Professor Xi notes that the robotics field is being driven forward not only by new technology, but new demands for application, such as COVID-19. His team have developed a disinfection robot that can bring a very high-intensity ultraviolet light close to surfaces. The light is too potent for human cleaners to use but can kill viruses quickly and it is currently being tested in HKU’s libraries. In addition, following the reliance on online learning during the pandemic, they have just received funding to develop a ‘telelaboratory’ that would enable students to perform laboratory experiments from home through remote control of robots.

Professor Ning Xi's team

Professor Xi Ning (first from right) and his research team.

Beyond ‘3D’

“In the past, robots were developed to do things humans did not want to do – the ‘3D’ jobs that are dirty, dull and dangerous. Robots have quite successfully replaced humans in these jobs. Over 90 per cent of car manufacturing processes are now done by robots,” he said.

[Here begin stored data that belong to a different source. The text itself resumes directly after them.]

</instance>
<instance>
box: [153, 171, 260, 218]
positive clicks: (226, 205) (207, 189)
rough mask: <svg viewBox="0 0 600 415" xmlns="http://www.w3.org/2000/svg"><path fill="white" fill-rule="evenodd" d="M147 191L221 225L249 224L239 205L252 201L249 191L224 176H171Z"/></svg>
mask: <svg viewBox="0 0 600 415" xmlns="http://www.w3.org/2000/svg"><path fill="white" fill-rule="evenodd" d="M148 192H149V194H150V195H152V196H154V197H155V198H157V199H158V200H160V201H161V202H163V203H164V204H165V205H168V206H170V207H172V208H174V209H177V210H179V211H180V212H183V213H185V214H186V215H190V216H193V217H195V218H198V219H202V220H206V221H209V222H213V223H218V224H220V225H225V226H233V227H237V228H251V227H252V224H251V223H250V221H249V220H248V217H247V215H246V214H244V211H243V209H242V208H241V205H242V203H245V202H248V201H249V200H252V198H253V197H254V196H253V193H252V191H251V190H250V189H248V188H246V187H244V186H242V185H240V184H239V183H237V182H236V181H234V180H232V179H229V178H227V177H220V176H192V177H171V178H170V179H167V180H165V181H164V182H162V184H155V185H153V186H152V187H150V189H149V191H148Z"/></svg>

“But when you talk about the future, the key point is that robots can augment human capabilities – they can do something humans cannot do. I call it ‘ultra-robotics’.”

Professor Xi and his laboratory have been pushing at the ‘ultra’ envelope. They have developed an artist robot that can quickly capture a person’s facial features and draw a portrait of them. The technology has industrial potential, for instance in cleaning or polishing surfaces with complicated contours.

And they are working what he calls a ‘biosyncretic’ robot that combines an infrared camera with the cell of a snake eye. “There is a lot of potential for humans. If a certain part of your body breaks down, you could replace it using an electrical-mechanical system,” he said, acknowledging some people may find this scary. “When you don’t understand things, you may feel scared. But once you understand, you can take advantage of it,” he said.

Artist robot

The artist robot, which can quickly capture a person’s facial features and draw a portrait of them, has industrial potential in cleaning or polishing surfaces with complicated contours.

When you talk about the future, the key point is that robots can augment human capabilities – they can do something humans cannot do. I call it ‘ultra-robotics’.